Luego de su ingreso en prisión, las visitas del escritor fueron en aumento, ya que con todo el material que iba recogiendo (fruto del vínculo que poco a poco se iba formando, especialmente con Perry Smith), Capote decidió que no iba a escribir una simple columna para el New Yorker, sino que lo iba a transformar en libro.

Durante cinco largos y penosos años de idas y venidas a la cárcel del estado de Kansas, el proceso de escritura del libro (que no tuvo nombre hasta casi el final) se fue eternizando. Cuanto más se demoraba en llegar la orden de ejecución de los dos convictos, más deprisa debía escribir Capote. Sin embargo, su avance se vio bloqueado, pues aunque lo tenía todo hilado, aún faltaba por conocer los detalles de la noche del crimen para poder finiquitar la novela.

Finalmente, poco después de recibir la fecha de la ejecución, Smith le contó todo acerca de los asesinatos de la familia Clutter. A pesar de que en el juicio parecía haber quedado claro que Smith fue quien degolló y disparó a los dos hombres y Hickock se encargó de las dos mujeres; ahora Perry Smith se atribuía las cuatro muertes. Sin embargo, como así se había recogido ante el tribunal, ambos eran culpables y a ambos les esperaba la horca.

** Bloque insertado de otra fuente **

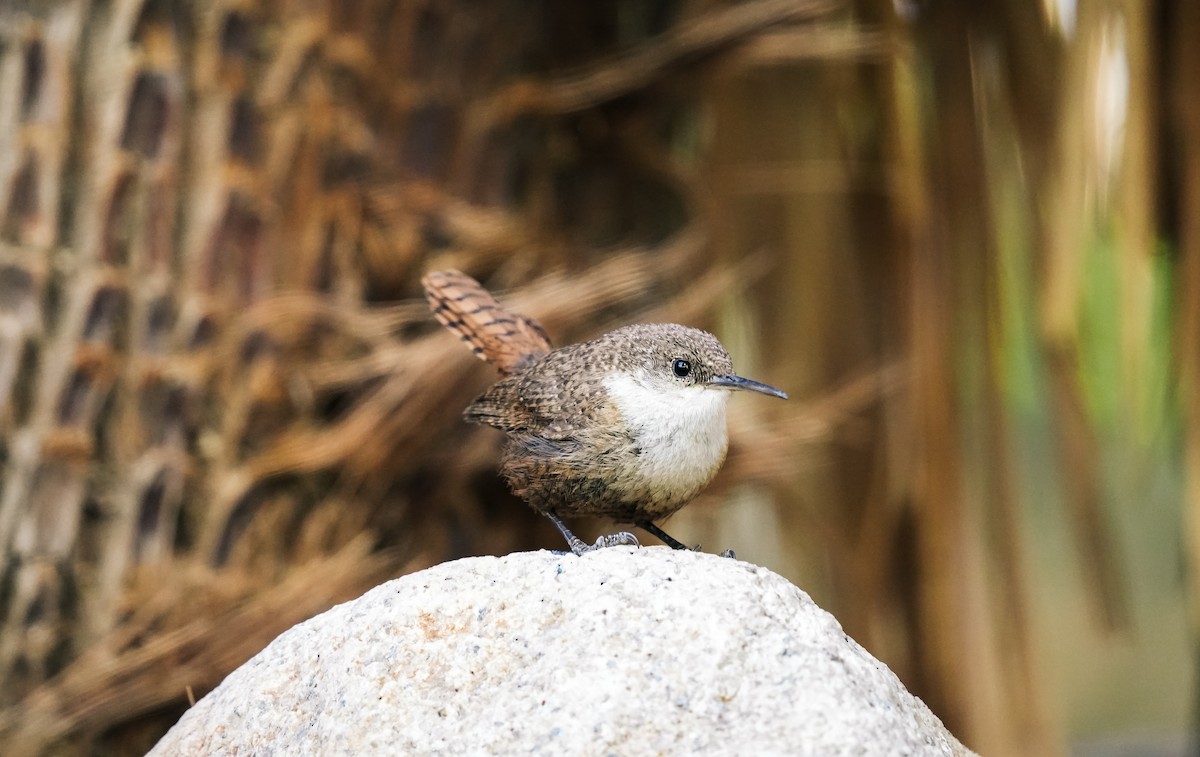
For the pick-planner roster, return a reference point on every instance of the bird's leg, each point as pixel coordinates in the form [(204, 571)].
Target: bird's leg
[(667, 539), (671, 541), (580, 547)]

Según explicó Smith, Dick Hickock recibió un soplo de su antiguo compañero de celda, diciéndole que conocía a una acaudalada familia de Kansas para la que había trabajado y que tenía en su poder una caja fuerte. No obstante, cuando llegaron a la casa y descubrieron que era falso, tomaron la decisión precipitada de no dejar testigos. Al fin y al cabo, los Clutter les habían visto las caras y escuchado sus nombres. Lo más triste de todo fue que no se llevaron más de 40 dólares de botín.

El 14 de abril de 1965, Dick Hickock y Perry Smith eran ejecutados, lo que para Truman Capote supuso tanto un alivio como un desconsuelo, pues había trabado buenas relaciones con los dos, aunque siempre se ha considerado que más con Perry Smith.

Publicación de “A sangre fría”

No fue hasta 1966 que A sangre fría vio la luz. El arduo camino de su escritura había llegado a su fin. El éxito fue rotundo, la comunidad literaria y la crítica alabaron el estilo novedoso con el que estaba narrado.

A sangre fría inauguró un nuevo género llamado "novela testimonio" o de "no ficción", consistente en la combinación del estilo de escritura tradicional con el testimonio ofrecido por el escritor, que se sitúa como narrador omnipresente y que aporta datos que sólo él conoce, fruto del exhaustivo trabajo de investigación que Capote realizó.

El después: la decadencia de Truman Capote

Con la publicación de A sangre fría, Truman Capote tocó el cielo a nivel literario. A pesar de todo, los casi seis años que le llevó redactar la historia del asesinato de la familia Clutter, sumado a la amistad que trabó con Perry Smith, le pasaron factura.

Después de todo este calvario, Capote se sumió en una fuerte depresión de la que no se volvería a recuperar, llevándole a aumentar su consumo de alcohol y estupefacientes, a los que tenía cierta afición. El genial escritor nos dejaba el 25 de agosto de 1984 a la edad de 60 años.